The Art of Wishing by Lindsay Ribar: When eighteen-year-old Margo learns she lost the lead in her high school musical to a sophomore because of a modern-day genie, she falls in love with Oliver, the genie, while deciding what her own wishes should be and trying to rescue him from an old foe.

Being Henry David by Cal Armistead: Seventeen-year-old ‘Hank,’ who can’t remember his identity, finds himself in Penn Station with a copy of Thoreau’s Walden as his only possession and must figure out where he’s from and why he ran away

Bruised by Sarah Skilton: When she freezes during a hold-up at the local diner, sixteen-year-old Imogen, a black belt in Tae Kwan Do, has to rebuild her life, including her relationship with her family and with the boy who was with her during the shoot-out.
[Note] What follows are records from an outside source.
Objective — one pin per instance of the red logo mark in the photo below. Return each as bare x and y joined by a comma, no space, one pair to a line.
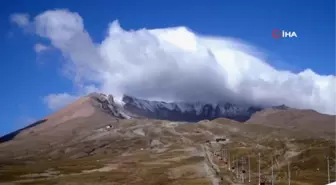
276,33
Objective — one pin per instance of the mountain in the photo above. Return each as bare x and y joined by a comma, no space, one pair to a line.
95,140
187,111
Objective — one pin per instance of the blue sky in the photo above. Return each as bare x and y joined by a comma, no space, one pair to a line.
26,78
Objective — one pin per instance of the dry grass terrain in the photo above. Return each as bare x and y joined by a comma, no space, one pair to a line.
89,146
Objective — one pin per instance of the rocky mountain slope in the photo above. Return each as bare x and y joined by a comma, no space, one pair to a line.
96,141
188,111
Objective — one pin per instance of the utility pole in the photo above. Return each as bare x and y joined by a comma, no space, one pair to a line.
237,163
328,169
259,168
272,172
229,162
242,174
249,168
288,173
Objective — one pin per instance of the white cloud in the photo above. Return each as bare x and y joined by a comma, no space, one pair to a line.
57,101
178,64
21,19
40,48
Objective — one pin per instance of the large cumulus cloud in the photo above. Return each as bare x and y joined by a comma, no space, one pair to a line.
177,64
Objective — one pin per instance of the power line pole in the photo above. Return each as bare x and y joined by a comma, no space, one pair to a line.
272,172
249,168
229,160
259,168
328,169
289,173
242,174
237,163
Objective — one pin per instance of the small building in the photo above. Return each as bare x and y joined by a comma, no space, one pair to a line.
220,140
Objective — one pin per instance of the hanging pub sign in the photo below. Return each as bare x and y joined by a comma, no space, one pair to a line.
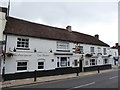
2,42
115,58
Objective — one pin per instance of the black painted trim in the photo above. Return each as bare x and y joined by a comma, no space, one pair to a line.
95,68
23,48
63,53
57,71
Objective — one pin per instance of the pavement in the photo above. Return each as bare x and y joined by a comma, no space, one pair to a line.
20,82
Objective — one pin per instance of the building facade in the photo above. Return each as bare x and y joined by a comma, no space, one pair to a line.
49,50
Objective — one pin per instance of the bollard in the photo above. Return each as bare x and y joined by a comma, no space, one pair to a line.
77,72
98,70
35,76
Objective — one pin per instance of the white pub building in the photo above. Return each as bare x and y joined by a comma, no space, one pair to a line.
48,50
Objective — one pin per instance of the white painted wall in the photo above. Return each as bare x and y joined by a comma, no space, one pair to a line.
114,53
2,24
43,46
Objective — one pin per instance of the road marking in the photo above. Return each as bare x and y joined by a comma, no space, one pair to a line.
113,77
84,85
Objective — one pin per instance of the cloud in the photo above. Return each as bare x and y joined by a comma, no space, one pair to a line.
85,17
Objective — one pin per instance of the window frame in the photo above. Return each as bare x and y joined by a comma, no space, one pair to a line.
62,46
17,66
75,62
104,51
105,61
92,63
43,61
92,49
22,43
59,63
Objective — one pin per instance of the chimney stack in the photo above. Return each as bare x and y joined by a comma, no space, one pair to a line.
69,28
117,44
97,36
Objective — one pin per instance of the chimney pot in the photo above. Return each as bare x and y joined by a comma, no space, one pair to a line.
69,28
97,36
116,44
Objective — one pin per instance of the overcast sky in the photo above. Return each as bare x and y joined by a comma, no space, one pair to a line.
86,17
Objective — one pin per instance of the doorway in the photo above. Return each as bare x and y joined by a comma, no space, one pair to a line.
80,65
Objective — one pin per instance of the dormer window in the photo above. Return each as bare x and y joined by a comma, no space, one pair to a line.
22,43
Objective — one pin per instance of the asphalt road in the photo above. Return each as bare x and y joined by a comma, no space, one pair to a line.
104,80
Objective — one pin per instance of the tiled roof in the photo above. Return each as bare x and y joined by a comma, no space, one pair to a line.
25,28
117,47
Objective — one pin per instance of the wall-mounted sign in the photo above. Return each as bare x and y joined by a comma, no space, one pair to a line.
2,42
25,55
43,55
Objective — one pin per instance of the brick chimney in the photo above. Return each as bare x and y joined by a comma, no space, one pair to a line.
69,28
96,36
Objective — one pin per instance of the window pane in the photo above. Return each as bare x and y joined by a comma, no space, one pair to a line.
22,63
21,68
40,63
75,63
40,67
23,43
63,61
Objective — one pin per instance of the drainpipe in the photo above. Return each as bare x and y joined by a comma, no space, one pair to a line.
4,58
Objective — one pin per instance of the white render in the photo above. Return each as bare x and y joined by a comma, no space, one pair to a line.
2,24
43,48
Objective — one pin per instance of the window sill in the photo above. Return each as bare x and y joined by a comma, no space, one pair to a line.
63,50
21,71
23,48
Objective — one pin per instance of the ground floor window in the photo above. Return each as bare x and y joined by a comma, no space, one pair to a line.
22,65
92,62
86,62
75,62
40,64
63,61
105,61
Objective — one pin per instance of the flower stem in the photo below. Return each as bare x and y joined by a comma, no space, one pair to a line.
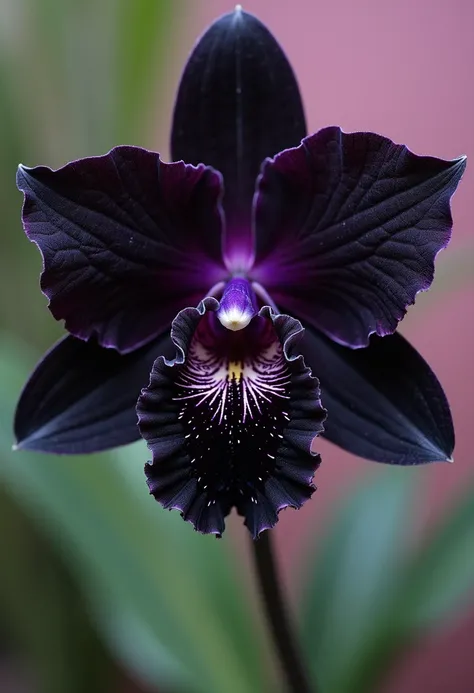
278,617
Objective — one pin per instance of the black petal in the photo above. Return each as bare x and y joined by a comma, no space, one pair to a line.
384,402
238,103
231,420
82,397
127,241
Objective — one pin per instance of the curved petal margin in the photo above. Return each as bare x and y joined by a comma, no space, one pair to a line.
384,402
82,398
127,241
230,421
348,227
238,102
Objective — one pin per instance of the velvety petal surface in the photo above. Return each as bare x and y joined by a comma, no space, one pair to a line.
238,102
127,241
230,421
82,397
384,402
348,227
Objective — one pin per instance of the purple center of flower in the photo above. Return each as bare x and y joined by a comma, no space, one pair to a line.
238,304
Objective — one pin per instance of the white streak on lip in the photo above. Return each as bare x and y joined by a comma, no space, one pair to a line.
234,318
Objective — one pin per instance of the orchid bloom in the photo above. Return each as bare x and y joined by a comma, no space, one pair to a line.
254,231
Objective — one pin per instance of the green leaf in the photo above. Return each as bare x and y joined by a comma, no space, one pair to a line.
441,575
44,614
177,588
352,582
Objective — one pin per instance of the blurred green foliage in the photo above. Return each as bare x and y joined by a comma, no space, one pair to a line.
93,574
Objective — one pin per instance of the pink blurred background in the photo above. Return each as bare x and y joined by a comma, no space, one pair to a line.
402,69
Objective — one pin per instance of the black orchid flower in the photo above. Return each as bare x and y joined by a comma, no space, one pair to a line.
261,228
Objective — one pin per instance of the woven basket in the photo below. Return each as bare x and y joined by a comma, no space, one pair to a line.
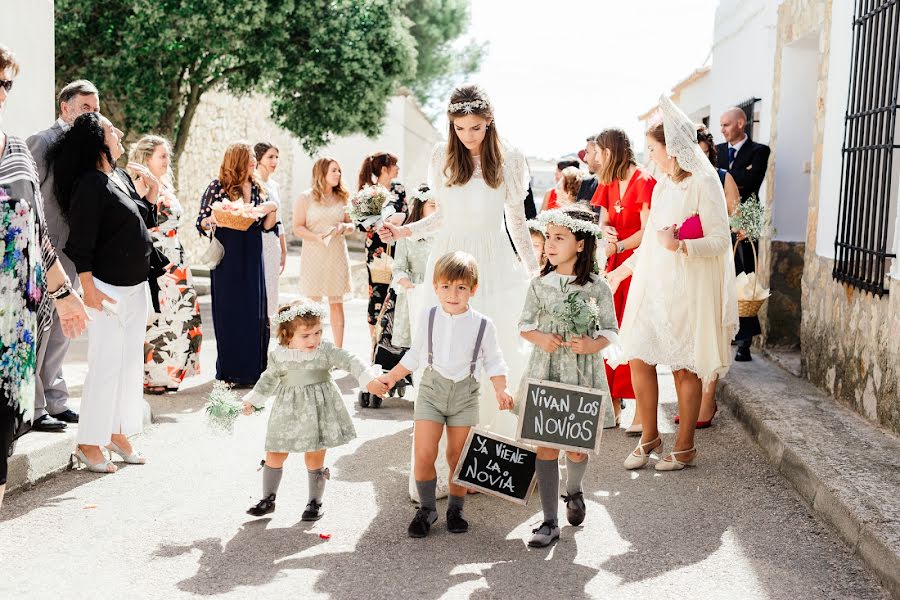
381,268
750,308
230,220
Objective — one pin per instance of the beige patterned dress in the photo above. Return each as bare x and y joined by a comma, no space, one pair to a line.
324,268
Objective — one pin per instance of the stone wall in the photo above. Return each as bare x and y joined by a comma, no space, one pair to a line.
850,342
221,119
848,339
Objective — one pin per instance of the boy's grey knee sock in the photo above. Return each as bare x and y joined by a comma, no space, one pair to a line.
548,486
271,480
456,501
574,475
317,480
427,492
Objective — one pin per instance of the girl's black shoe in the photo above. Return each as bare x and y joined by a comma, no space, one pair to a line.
421,523
455,522
263,507
313,511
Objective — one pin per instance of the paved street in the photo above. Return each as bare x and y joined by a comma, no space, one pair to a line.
176,528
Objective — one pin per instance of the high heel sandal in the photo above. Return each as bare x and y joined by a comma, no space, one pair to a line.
670,463
135,458
639,460
99,467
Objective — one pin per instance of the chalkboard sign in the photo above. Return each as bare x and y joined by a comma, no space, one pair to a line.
496,465
557,415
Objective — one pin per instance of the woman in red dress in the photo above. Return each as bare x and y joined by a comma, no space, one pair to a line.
623,194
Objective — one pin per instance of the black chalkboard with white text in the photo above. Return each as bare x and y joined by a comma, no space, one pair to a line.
496,465
556,415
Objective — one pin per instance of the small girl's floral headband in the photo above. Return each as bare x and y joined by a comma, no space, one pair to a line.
303,308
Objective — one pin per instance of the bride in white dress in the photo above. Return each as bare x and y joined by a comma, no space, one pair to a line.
477,181
479,186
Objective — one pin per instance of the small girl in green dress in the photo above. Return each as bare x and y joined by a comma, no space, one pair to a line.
571,239
308,414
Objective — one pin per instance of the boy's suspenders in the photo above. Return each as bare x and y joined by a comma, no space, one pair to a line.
478,340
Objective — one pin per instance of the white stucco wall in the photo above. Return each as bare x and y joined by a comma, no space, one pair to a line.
833,137
743,60
26,27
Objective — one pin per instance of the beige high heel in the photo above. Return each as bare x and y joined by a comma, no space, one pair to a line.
641,455
105,466
135,458
670,463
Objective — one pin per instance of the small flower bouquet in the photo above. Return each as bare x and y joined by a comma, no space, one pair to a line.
222,408
235,214
577,316
754,219
370,206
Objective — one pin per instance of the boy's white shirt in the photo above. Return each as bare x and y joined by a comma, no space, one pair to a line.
453,345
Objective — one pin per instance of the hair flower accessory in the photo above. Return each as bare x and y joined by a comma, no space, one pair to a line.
468,107
301,308
560,217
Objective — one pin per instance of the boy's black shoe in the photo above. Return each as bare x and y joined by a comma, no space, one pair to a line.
575,508
422,522
455,522
263,507
313,511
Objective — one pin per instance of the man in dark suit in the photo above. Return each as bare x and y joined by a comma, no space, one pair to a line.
747,162
51,412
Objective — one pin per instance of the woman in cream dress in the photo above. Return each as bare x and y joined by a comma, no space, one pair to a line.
682,306
321,220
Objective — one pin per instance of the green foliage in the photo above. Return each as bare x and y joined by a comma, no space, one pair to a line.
329,65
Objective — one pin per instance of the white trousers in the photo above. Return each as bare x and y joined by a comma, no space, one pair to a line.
113,397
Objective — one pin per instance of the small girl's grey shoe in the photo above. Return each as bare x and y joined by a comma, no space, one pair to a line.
544,535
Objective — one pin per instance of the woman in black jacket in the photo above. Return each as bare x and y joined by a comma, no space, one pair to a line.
115,259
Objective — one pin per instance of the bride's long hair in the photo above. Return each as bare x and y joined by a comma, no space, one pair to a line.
459,166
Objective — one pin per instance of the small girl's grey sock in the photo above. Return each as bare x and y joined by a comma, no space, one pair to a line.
271,480
317,480
427,492
574,475
548,486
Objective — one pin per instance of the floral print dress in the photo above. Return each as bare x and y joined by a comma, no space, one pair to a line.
308,412
172,345
562,365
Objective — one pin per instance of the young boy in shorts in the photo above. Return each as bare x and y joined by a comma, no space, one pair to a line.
457,346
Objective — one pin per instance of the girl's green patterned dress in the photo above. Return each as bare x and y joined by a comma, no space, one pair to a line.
564,366
308,412
410,260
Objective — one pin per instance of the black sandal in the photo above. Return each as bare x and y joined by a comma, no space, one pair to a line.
263,507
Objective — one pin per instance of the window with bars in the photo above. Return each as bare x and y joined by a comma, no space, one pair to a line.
864,211
748,106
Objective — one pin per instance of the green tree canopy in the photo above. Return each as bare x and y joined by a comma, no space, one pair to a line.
328,65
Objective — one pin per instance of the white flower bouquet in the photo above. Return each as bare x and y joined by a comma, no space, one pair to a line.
370,206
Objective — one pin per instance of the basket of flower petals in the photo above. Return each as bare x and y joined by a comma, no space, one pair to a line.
235,214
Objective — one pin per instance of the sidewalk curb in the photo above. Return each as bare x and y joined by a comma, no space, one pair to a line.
38,458
777,408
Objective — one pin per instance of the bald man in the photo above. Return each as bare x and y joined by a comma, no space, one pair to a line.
747,162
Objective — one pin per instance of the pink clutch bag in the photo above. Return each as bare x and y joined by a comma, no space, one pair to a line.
691,229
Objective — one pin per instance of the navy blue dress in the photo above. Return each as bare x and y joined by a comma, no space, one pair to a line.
238,296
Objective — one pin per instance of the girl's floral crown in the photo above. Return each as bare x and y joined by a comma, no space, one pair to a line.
468,107
422,195
560,217
303,308
535,225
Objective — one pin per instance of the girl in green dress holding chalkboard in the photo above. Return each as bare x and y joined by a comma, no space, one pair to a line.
570,317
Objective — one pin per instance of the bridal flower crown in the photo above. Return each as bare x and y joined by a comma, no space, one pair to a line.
559,217
467,107
302,308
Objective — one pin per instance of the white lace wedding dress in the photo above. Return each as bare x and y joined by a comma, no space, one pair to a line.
470,218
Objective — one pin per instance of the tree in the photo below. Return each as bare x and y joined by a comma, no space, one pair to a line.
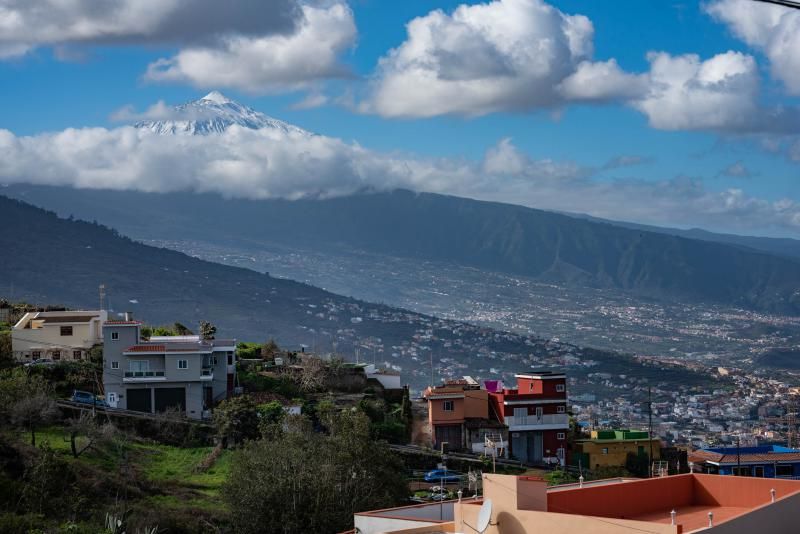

Dr. Bird’s Advice for Sad Poets by Evan Roskos: A sixteen-year-old boy wrestling with depression and anxiety tries to cope by writing poems, reciting Walt Whitman, hugging trees, and figuring out why his sister has been kicked out of the house.

OCD, The Dude, and Me by Lauren Roedy Vaughn: Danielle Levine stands out even at her alternative high school–in appearance and attitude–but when her scathing and sometimes raunchy English essays land her in a social skills class, she meets Daniel, another social misfit who may break her resolve to keep everyone at arm’s length.